1 Relationship between Leverage and Mahalanobis Distance in Predictor Space

Given a data matrix \(X\), the ‘full’ \(n \times p\) data matrix including an intercept has the form \([1 X]\) where \(1\) is a \(n \times 1\) column of \(1\)s.

The vector of leverages in a regression in which the predictor variables are given by \(X\) plus an intercept term is the diagonal of the projection matrix (often known as the ‘hat matrix’) onto the linear space spanned by the unit vector and the columns of \(X\), \({\cal L}(1,X)\).

Under the assumption that \([1 X]\) is of full column rank: \[ \begin{aligned} H & = [1 X]\left([1 X]'[1 X]\right)^{-1}[1 X]' \\ & = [1 X] \begin{pmatrix} n & 1'X \\ X'1 & X'X \end{pmatrix} ^{-1}[1 X]' \\ \end{aligned} \] As a projection matrix, \(H\) is invariant under location scale transformations of the data matrix \(X\).
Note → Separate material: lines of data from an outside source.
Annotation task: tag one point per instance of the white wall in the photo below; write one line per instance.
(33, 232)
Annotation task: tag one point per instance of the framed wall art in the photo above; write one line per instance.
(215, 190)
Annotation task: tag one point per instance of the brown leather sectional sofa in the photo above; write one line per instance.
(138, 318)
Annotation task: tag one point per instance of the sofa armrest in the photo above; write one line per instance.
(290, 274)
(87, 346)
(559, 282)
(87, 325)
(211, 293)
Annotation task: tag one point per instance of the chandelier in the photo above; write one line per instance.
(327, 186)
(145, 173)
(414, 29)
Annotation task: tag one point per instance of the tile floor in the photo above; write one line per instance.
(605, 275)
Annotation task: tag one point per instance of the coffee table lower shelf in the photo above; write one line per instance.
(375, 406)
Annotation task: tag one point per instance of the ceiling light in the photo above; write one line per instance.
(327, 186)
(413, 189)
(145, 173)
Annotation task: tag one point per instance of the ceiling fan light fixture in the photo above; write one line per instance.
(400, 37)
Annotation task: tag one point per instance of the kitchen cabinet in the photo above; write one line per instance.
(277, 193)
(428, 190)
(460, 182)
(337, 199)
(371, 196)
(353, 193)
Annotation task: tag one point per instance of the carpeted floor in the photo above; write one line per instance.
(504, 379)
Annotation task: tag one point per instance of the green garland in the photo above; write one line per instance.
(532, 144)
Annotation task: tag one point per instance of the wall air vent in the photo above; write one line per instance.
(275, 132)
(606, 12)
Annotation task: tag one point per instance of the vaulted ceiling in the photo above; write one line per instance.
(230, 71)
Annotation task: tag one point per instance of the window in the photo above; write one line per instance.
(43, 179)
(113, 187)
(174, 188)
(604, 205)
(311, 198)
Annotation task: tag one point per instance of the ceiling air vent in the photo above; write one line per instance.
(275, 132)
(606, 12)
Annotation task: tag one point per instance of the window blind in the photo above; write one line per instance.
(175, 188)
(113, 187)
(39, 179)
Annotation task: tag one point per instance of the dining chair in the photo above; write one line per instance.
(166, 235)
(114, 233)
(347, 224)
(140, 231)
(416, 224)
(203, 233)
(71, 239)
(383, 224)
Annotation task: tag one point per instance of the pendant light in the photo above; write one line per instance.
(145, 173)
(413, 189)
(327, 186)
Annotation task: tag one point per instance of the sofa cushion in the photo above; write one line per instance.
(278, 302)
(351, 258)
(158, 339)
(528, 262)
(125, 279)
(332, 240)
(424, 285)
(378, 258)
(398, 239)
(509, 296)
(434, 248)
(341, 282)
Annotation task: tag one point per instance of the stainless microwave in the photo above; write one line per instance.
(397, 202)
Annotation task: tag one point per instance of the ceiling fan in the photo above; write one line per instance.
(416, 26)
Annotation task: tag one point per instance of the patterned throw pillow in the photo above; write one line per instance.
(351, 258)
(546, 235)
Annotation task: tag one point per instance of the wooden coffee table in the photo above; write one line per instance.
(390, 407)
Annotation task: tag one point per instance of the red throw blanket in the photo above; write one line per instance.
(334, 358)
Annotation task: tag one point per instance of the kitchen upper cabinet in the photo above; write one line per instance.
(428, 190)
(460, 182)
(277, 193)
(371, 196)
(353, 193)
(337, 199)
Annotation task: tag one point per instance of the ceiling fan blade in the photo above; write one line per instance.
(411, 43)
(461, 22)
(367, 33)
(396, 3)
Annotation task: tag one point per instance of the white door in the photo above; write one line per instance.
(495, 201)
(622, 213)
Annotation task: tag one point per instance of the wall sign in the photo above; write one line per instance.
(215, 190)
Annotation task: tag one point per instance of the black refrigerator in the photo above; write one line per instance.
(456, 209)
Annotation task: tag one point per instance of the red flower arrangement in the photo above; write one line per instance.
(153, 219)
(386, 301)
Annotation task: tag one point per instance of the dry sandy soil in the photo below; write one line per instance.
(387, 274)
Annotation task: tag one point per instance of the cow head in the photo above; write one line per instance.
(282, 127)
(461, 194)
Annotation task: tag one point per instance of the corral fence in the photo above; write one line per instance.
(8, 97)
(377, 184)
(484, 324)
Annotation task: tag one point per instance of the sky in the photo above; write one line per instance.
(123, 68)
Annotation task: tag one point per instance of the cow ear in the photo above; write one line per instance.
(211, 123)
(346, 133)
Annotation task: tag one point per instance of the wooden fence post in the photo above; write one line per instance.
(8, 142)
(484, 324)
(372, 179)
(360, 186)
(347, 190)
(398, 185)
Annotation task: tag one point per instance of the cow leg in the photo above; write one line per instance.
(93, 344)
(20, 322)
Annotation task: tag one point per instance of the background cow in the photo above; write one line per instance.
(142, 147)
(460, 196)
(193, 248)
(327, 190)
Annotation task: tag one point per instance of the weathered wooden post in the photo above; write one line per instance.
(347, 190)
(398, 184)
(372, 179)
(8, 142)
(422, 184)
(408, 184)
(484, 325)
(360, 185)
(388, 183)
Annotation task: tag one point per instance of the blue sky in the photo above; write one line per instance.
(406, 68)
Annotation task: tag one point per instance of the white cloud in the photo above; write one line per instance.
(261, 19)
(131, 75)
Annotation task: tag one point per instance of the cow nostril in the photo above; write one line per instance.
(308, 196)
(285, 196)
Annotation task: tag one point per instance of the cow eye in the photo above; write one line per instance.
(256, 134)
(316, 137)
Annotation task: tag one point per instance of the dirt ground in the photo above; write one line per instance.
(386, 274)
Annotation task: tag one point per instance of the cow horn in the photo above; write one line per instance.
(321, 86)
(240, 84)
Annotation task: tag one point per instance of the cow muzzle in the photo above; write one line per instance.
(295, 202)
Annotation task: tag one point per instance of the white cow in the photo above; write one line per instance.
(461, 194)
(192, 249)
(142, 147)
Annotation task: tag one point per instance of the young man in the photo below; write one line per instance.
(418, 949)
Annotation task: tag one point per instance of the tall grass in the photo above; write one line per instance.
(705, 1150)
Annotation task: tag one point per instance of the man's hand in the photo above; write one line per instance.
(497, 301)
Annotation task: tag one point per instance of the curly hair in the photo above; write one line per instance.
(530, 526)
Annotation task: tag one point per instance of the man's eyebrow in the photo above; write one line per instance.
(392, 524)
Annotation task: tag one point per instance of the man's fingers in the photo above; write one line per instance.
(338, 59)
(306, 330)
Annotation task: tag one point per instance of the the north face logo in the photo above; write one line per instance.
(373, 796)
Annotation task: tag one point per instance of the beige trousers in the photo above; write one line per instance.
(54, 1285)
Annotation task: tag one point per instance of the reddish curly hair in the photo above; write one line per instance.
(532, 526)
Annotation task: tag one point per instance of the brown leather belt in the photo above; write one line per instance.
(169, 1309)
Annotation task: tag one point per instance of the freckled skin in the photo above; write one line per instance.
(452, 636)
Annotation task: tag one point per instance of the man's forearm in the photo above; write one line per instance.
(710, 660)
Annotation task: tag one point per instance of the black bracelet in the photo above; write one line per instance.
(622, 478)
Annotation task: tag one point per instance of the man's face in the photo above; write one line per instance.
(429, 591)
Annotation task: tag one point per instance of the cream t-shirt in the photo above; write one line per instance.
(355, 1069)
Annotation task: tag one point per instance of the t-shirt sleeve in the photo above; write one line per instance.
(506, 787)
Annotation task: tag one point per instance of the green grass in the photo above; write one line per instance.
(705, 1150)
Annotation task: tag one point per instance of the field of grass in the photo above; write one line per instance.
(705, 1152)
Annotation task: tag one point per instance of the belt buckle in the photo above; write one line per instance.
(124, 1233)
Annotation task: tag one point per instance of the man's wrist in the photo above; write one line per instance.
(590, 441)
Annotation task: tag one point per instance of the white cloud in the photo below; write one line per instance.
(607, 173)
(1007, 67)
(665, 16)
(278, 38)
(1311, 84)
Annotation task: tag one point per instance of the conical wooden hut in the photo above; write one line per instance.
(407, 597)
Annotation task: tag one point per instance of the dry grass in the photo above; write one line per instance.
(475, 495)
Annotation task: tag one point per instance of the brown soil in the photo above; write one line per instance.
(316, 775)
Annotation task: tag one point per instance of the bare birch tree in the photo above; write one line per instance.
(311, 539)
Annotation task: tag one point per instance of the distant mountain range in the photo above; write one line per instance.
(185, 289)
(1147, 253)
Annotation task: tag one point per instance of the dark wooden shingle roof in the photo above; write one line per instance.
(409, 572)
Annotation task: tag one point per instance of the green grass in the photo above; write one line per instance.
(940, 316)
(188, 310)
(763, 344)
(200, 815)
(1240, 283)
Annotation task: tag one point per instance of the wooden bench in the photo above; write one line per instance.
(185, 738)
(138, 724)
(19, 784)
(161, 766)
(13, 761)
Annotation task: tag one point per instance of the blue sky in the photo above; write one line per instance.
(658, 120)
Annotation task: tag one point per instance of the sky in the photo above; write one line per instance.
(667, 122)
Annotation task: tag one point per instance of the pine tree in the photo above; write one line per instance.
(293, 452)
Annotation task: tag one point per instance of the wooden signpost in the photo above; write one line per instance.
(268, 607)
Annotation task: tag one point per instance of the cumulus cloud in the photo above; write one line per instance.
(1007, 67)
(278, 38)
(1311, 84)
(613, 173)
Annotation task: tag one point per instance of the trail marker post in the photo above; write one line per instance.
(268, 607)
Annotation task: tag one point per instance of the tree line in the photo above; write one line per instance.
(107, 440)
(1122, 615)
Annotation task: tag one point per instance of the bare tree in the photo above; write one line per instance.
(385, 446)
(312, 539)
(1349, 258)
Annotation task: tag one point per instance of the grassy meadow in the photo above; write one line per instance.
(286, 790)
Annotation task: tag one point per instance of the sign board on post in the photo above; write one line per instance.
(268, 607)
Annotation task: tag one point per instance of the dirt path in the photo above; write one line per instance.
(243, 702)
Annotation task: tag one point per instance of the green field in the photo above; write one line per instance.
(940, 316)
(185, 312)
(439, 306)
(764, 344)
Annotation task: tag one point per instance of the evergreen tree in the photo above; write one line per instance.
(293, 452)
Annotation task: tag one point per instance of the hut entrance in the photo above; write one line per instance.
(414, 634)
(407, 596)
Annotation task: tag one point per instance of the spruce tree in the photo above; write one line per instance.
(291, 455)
Replacing \(X\) with \(X_c\) in which each column is centered so that \(X'_c 1 = 0\) \[ \begin{aligned} H & = [1 X_c]\left([1 X_c]'[1 X_c]\right)^{-1}[1 X_c]' \\ & = [1 X_c] \begin{pmatrix} n & 0 \\ 0 & X'_cX_c \end{pmatrix} ^{-1}[1 X_c]' \\ & = \frac{1}{n} 1 1' + X_c(X'_cX_c)^{-1}X'_c \\ & = \frac{1}{n} 1 1' + \frac{1}{n} X_c\Sigma_X^{-1}X'_c \\ \end{aligned} \] The diagonal elements of \(X_c\Sigma_X^{-1}X'_c\) are the squares of Mahalanobis distances of individual observations standardized by the maximum likelihood estimate of variance using division by \(n\).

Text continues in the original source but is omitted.